Zach plays with his stuffed animals by cradling them and hugging them as if they are babies, but yet when he gets close to a human, he swats and bats at faces, inflicting pain. I thought about it, and thought perhaps a doll that looked more like a baby would help him. He could do some role play and learn to be gentle and nurturing.

I knew his dad would hate the idea, so I knew better than to buy him a doll that was dressed in a frilly pink outfit or had bows in her hair. That really would have been pushing the envelope. What I needed was a masculine-looking doll. A doll that looked like a boy, was dressed like a boy. A less girly doll. Yeah. Have you ever tried to find anything that has anything to do with traditionl domestic role play that is not pink and frilly and…..grrrrrrr. Toy vaccuums, shopping carts, kitchens. Toy mops and brooms, dishes. All of them. Why? My real vaccuum isn’t pink. My dishes aren’t, either. My stove, refrigerator….none of it is pink. Why in the hell are we doing this to our children?

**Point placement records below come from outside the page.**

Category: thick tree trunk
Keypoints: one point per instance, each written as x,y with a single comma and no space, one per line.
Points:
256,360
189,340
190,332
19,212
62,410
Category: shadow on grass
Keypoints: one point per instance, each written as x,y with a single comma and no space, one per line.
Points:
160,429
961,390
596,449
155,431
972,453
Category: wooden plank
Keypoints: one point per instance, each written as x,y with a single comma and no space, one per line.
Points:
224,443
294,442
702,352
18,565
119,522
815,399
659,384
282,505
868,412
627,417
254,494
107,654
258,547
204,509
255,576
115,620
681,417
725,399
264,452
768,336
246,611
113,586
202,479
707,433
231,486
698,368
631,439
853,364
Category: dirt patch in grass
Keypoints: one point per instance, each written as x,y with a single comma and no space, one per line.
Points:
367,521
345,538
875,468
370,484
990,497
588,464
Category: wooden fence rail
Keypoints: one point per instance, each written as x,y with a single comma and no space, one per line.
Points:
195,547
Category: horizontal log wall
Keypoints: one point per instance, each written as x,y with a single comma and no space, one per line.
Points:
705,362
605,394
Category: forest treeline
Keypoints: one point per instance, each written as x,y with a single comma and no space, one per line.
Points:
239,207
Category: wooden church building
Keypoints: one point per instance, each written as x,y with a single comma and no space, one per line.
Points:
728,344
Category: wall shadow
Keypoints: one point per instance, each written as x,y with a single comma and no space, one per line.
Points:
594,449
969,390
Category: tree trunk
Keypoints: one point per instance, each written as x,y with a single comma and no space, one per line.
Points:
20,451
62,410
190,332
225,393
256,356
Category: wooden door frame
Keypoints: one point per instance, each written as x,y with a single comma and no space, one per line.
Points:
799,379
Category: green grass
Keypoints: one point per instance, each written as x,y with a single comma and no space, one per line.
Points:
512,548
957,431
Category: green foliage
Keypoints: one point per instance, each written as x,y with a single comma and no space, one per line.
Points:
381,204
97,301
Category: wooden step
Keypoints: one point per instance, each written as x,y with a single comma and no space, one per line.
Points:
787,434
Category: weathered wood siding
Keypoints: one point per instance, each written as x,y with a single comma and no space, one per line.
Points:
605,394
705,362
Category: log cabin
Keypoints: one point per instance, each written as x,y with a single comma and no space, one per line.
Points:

So  after scouring the internet and finding nothing, I gave up on the doll. Until last week. We were at Toys ‘R’Us when I saw a boy Cabbage Patch Kid. I had been looking at the dolls, reliving memories of my childhood. I had been the first on my block to get one when they first came out. Parents were getting in fist fights over the dolls, and my mom was right in the middle of that. The limit to buy was 10, and she bought all 10 to give to the girls in the family as Christmas presents. But not me. I got one of mine that day. I’ll never forget it. His name was Earl. He had on a blue cuorduroy outfit, was bald with big blue eyes. I was remembering all of this and thinking if I knew a little girl who would want one. As I moved the boxes around, looking at the different dolls, I saw the boy way in the back. A doll. No pink. Big blue eyes like Zachy’s.

And I bought it. The boy doll I had been looking for all of that time. We brought him home and I took him out of the box. His name is Kelton. And I handed him to Zachy, who promptly hugged him and put the doll next to him on the seat of his Cozy Coupe. Success.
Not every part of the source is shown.